Whereas before the prescriptive rules written by the EU legislators left the UK regulators with limited flexibility, they will now be given the freedom and responsibility to write rules based on standards and principles set out directly by the UK parliament.

In October, the Treasury launched a consultation on how the UK should write financial regulation, the relationship between the Treasury, the regulators and parliament, and the mechanisms of accountability, scrutiny and public engagement with the new process of policy making. Two weeks ago, the Treasury Select Committee opened an inquiry into the same topic, also looking at the funding of regulators.

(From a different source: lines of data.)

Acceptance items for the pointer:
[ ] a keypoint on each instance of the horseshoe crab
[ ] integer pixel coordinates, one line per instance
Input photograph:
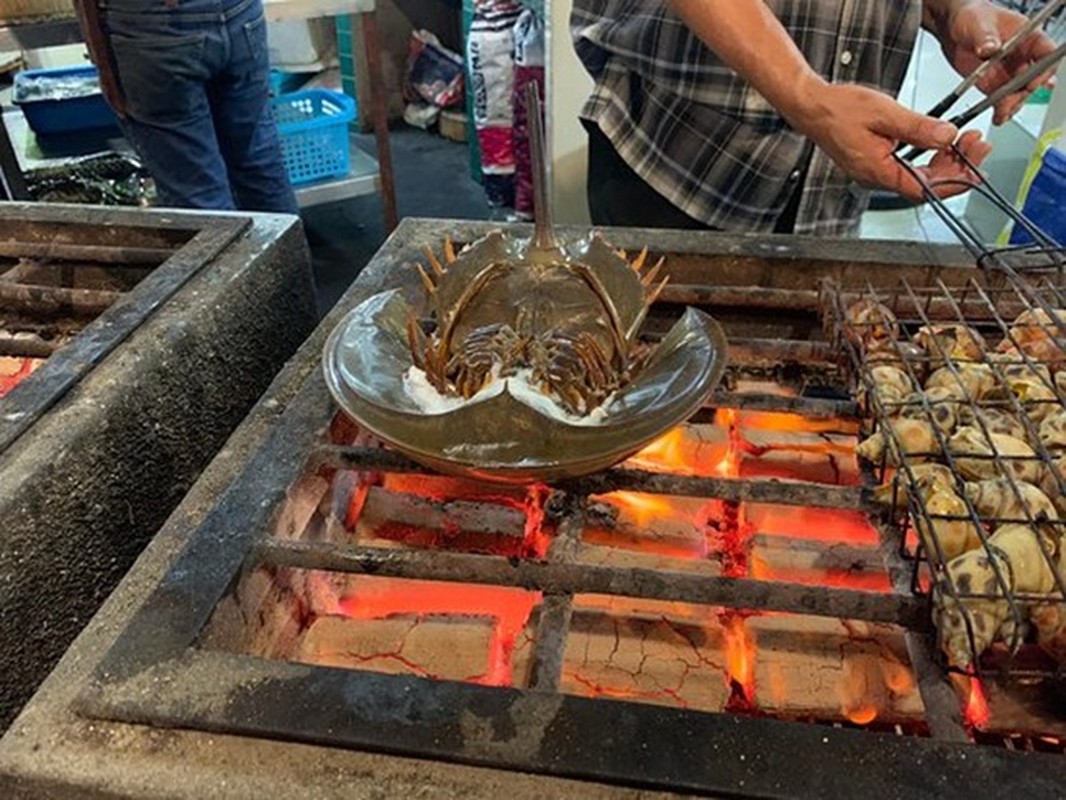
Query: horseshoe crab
(531, 366)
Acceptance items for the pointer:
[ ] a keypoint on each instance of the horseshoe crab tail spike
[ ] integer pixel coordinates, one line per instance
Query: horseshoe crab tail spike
(544, 235)
(433, 261)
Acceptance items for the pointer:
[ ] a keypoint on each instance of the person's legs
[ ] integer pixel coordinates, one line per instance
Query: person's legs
(243, 117)
(618, 196)
(163, 64)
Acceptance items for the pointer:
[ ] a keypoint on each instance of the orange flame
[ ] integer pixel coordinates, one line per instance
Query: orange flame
(976, 713)
(642, 508)
(861, 715)
(729, 465)
(666, 451)
(740, 654)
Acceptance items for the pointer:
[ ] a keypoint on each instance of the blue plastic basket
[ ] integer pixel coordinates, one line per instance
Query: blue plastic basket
(62, 115)
(313, 128)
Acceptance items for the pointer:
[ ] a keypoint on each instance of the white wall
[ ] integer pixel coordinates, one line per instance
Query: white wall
(568, 85)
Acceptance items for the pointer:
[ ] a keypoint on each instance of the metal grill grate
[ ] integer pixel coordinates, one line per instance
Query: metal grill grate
(991, 351)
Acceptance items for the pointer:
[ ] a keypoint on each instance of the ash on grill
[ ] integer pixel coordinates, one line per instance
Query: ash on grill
(50, 291)
(964, 389)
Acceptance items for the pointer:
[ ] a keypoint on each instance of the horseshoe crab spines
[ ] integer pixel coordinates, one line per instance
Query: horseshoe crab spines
(431, 287)
(650, 275)
(638, 264)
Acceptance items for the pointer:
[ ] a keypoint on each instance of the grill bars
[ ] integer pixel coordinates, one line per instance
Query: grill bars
(1015, 363)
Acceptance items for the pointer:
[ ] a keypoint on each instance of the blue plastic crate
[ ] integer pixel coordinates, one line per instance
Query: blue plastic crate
(315, 138)
(61, 115)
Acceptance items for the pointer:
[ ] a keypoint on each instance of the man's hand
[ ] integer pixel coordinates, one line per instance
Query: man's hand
(970, 31)
(860, 128)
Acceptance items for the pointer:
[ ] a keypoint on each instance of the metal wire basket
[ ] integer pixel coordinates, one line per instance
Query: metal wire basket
(942, 371)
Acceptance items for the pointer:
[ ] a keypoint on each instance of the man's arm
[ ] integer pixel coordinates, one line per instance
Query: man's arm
(858, 128)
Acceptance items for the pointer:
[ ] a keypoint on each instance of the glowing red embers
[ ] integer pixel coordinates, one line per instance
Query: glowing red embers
(455, 632)
(14, 370)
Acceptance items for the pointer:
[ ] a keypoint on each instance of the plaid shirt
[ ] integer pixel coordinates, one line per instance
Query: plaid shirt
(704, 138)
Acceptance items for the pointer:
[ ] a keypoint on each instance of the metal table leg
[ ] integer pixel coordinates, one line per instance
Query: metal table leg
(12, 181)
(378, 111)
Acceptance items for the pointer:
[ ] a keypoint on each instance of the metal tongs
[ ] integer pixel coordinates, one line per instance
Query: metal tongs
(1048, 62)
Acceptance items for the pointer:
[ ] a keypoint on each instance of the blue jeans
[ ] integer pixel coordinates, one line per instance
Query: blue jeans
(195, 76)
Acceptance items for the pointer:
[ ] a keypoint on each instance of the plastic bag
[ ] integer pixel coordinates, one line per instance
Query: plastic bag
(1043, 193)
(434, 73)
(490, 59)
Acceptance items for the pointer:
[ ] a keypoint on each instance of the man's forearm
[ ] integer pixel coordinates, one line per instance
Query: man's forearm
(747, 36)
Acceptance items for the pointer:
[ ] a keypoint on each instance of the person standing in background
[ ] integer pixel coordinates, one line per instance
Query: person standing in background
(773, 115)
(190, 82)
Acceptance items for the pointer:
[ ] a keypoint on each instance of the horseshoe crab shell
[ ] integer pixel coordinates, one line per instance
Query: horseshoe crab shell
(497, 435)
(502, 433)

Under the model proposed by the Treasury, Parliament will set out specific policy priorities, relevant to specific markets and activities, that the regulator should take into consideration when developing policy and designing regulatory requirements.

The new framework will in turn mean that Parliament would have scrutinise both the legislation and the performance of the regulators according to the new activity-specific policy framework. Parliament would be solely responsible for this, due to the loss of the peer review of other EU financial regulators.

Inevitably this raises questions about Parliament’s own expertise and capacity to scrutinise. In the Lords’ EU services committee session on Monday, City minister John Glen was asked if he envisioned giving committees more resources to scrutinise similarly to the European Parliament. Glen did not want to make any commitments and invited the committee to participate in the consultation.

A report sponsored by TheCITYUK at the beginning of the year suggested that a parliamentary committee should focus specifically on the work of the regulators and the Treasury, undertaking “meaningful scrutiny” of financial regulation and ensuring that the watchdogs regularly report to the committee.  

Failure to carry out proper parliamentary scrutiny could mean poorer consumer protection, for example, in potentially misleading disclosures of financial products. This is something that the EU’s PRIIPs regime has been previously been criticised for.

It could also risk moral hazard if regulation does not strike the right balance when it comes to making money markets more resilient. This appears to be the next regulatory battlefield aimed to avoid another shock in financial markets like the one experienced in the March 2020. Only having central banks backstopping markets might not be the most efficient solution.  

But for meaningful scrutiny of these types of regulatory issues, parliament needs to ensure it is well equipped to do so. It needs experts to ask the right questions, and the resources and time to look closely at the new rules. EU regulations won’t be there to blame when the next Woodford scandal happens.